Missouri killer Cecil Clayton fights to halt execution

The death chamber at the Missouri Correctional Center in Bonne Terre, Mo.
The death chamber at the Missouri Correctional Center in Bonne Terre, Mo.

A convicted cop-killer who is missing a small part of his brain is asking the U.S. Supreme Court to halt his Tuesday execution, arguing mental illness and intellectual disability make him ineligible for the death penalty.

Cecil Clayton's appeal to the nation's top court comes after the highest court in Missouri rejected his claims in a 4-3 decision over the weekend.

Clayton, 74, was injured in a 1972 sawmill accident in which a piece of wood shot through his skull, forcing doctors to remove a fifth of his frontal lobe — which amounted to just under 8% of his brain.

His lawyers contend that after the surgery, he became hallucinatory, suicidal, alcoholic, paranoid, depressed and prone to violent outbursts.
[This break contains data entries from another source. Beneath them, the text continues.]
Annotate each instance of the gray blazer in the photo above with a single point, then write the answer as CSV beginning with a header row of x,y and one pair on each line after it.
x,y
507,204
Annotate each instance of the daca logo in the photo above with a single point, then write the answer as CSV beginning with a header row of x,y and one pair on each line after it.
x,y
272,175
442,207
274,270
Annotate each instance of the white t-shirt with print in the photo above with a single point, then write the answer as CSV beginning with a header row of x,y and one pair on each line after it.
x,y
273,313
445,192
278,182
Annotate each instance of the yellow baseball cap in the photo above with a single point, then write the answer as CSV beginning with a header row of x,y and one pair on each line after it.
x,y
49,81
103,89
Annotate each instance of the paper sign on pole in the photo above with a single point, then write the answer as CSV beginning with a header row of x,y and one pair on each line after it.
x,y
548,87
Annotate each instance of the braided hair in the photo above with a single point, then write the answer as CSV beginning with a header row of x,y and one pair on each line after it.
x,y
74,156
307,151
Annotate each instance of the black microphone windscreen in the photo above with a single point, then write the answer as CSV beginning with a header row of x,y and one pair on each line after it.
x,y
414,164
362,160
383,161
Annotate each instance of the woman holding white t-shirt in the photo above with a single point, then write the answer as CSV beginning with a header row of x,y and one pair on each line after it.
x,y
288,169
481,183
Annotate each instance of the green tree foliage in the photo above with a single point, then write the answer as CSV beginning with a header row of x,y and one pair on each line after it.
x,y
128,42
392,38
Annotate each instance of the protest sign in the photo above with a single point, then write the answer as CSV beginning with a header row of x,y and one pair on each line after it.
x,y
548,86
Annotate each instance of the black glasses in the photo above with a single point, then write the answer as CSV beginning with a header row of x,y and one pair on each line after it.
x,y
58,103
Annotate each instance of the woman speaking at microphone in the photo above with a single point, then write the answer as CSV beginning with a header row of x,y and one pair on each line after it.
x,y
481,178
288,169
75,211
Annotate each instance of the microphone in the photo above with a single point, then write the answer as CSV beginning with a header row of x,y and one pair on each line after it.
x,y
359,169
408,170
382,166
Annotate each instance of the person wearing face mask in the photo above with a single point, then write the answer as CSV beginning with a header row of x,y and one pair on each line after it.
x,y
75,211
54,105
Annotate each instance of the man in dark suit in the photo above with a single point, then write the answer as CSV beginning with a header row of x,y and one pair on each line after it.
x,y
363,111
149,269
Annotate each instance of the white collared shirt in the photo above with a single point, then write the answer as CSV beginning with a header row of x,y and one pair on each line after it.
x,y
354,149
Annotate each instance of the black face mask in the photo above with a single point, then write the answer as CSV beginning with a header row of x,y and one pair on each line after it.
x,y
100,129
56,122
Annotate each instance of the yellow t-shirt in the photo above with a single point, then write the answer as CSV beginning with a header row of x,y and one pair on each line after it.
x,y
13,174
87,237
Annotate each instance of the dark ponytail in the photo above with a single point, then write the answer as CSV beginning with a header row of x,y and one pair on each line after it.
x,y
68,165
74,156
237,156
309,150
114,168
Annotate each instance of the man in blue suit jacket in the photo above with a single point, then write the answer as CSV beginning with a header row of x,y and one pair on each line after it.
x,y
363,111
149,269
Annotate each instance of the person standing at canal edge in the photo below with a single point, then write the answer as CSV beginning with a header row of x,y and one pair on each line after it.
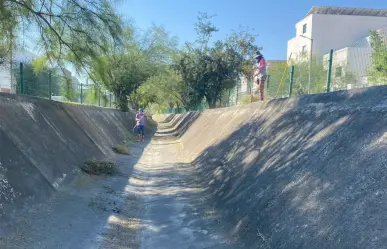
x,y
140,124
261,73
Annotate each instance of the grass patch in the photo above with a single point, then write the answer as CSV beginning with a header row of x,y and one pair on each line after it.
x,y
122,149
96,167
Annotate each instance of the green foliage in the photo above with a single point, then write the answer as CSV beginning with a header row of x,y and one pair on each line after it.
x,y
378,73
208,71
131,64
69,31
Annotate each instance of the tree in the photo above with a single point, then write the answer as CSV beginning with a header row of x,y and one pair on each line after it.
x,y
207,71
378,72
72,31
126,67
37,83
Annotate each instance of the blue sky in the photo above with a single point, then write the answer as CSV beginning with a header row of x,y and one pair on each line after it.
x,y
272,20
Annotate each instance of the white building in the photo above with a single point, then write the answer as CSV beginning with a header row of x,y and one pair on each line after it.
x,y
325,28
354,59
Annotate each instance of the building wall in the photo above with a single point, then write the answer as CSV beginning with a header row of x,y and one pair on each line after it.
x,y
336,31
295,44
355,60
333,32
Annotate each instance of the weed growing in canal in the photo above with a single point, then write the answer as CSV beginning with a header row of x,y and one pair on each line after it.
x,y
96,167
122,149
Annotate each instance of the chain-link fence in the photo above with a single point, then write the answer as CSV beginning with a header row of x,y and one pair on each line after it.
x,y
359,65
55,84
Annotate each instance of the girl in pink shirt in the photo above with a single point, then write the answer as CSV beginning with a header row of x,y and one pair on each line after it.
x,y
261,73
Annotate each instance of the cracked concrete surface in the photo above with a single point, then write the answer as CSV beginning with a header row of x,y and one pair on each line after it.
x,y
155,203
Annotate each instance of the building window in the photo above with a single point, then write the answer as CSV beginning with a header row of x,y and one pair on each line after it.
x,y
339,72
304,28
304,49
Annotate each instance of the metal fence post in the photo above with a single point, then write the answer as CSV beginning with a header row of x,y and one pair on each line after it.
x,y
291,81
21,78
329,72
49,85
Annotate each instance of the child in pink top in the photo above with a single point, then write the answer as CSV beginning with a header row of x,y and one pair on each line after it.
x,y
261,73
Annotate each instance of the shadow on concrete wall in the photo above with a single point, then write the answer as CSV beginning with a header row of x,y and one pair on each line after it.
x,y
311,178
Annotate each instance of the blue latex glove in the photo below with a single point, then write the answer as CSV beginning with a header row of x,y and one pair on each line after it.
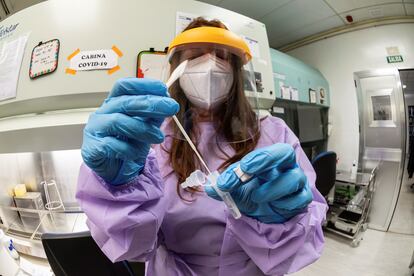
x,y
278,189
117,137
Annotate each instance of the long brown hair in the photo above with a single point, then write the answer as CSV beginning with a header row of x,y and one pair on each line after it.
x,y
235,109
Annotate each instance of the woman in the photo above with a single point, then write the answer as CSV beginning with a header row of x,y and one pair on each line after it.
x,y
131,193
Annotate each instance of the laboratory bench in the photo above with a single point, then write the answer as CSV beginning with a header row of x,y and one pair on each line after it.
x,y
350,205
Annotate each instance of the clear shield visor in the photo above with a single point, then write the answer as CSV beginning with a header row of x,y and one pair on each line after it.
x,y
216,92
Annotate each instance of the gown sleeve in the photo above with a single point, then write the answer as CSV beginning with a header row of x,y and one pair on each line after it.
x,y
278,249
124,220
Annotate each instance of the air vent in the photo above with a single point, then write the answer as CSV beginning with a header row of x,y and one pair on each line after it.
x,y
377,12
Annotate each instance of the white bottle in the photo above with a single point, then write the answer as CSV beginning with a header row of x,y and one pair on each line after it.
x,y
8,245
354,170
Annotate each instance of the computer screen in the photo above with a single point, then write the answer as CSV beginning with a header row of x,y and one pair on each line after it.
x,y
310,123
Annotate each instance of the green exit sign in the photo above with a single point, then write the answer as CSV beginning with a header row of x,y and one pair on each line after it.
x,y
394,59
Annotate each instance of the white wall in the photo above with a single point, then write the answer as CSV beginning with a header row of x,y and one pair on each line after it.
x,y
338,58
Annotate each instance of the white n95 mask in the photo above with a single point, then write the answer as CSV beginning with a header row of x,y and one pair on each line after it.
x,y
206,81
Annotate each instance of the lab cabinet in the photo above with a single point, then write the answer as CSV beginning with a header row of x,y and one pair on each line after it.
x,y
295,77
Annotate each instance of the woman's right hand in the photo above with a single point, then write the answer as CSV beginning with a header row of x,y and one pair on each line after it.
x,y
117,137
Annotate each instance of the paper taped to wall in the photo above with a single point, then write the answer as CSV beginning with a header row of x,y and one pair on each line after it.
x,y
11,56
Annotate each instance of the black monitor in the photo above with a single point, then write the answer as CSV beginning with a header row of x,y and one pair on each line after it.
x,y
78,254
310,123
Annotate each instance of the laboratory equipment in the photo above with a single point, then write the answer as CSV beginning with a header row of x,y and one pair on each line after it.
x,y
30,201
349,213
294,79
53,199
8,256
197,175
198,178
308,121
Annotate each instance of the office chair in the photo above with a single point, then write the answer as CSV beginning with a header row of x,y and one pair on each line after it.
x,y
325,168
77,254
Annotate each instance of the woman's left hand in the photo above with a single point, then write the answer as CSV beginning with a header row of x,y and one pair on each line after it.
x,y
277,190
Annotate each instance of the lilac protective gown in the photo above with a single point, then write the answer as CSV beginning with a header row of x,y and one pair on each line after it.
x,y
145,220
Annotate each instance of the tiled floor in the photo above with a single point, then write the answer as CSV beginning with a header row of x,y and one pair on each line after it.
x,y
379,254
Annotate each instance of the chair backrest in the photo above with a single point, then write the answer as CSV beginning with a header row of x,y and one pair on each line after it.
x,y
325,168
78,254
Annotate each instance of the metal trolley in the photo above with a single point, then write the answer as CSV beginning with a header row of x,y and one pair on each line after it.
x,y
348,214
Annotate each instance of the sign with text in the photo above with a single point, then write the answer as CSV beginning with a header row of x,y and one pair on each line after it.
x,y
105,59
44,58
394,59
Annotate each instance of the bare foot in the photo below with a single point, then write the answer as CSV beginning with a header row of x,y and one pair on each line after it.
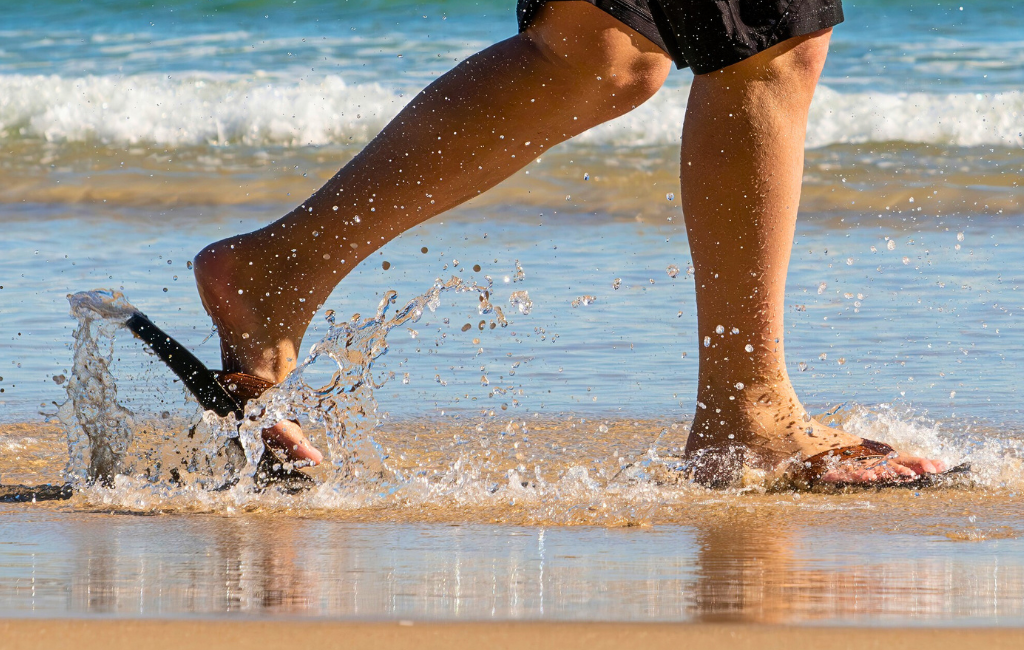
x,y
259,331
767,428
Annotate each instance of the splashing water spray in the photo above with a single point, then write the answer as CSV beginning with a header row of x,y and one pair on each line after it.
x,y
100,429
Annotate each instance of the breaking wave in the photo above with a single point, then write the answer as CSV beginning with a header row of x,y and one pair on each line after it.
x,y
263,111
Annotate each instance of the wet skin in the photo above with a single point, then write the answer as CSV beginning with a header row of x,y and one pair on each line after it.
x,y
573,69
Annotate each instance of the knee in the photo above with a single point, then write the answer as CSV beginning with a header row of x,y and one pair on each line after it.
x,y
600,58
803,62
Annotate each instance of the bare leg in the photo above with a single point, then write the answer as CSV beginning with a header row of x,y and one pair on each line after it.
x,y
742,158
576,68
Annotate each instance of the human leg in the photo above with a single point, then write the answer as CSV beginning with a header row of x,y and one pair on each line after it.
x,y
741,166
574,68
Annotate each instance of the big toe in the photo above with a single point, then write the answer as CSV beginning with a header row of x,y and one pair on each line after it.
x,y
288,437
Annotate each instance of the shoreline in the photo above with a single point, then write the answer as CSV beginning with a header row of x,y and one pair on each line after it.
x,y
212,635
In 1996, he shot and killed sheriff's deputy Chris Castetter while the officer was responding to a domestic disturbance.

The defense says that two doctors have repeatedly deemed Clayton incompetent, but the Missouri court found that he understands why he has been sentenced to die, and therefore is considered competent for execution. Three of the seven judges disagreed and said he is entitled to a competency hearing.

"This Court, nonetheless, rushes to reject his request for a hearing before a special master at which he can attempt to prove his incompetency claim and his claim that he is intellectually disabled," they wrote in a dissent. "The majority's decision to proceed with the execution at this time and in these circumstances violates the Eighth Amendment ban on cruel and unusual punishment."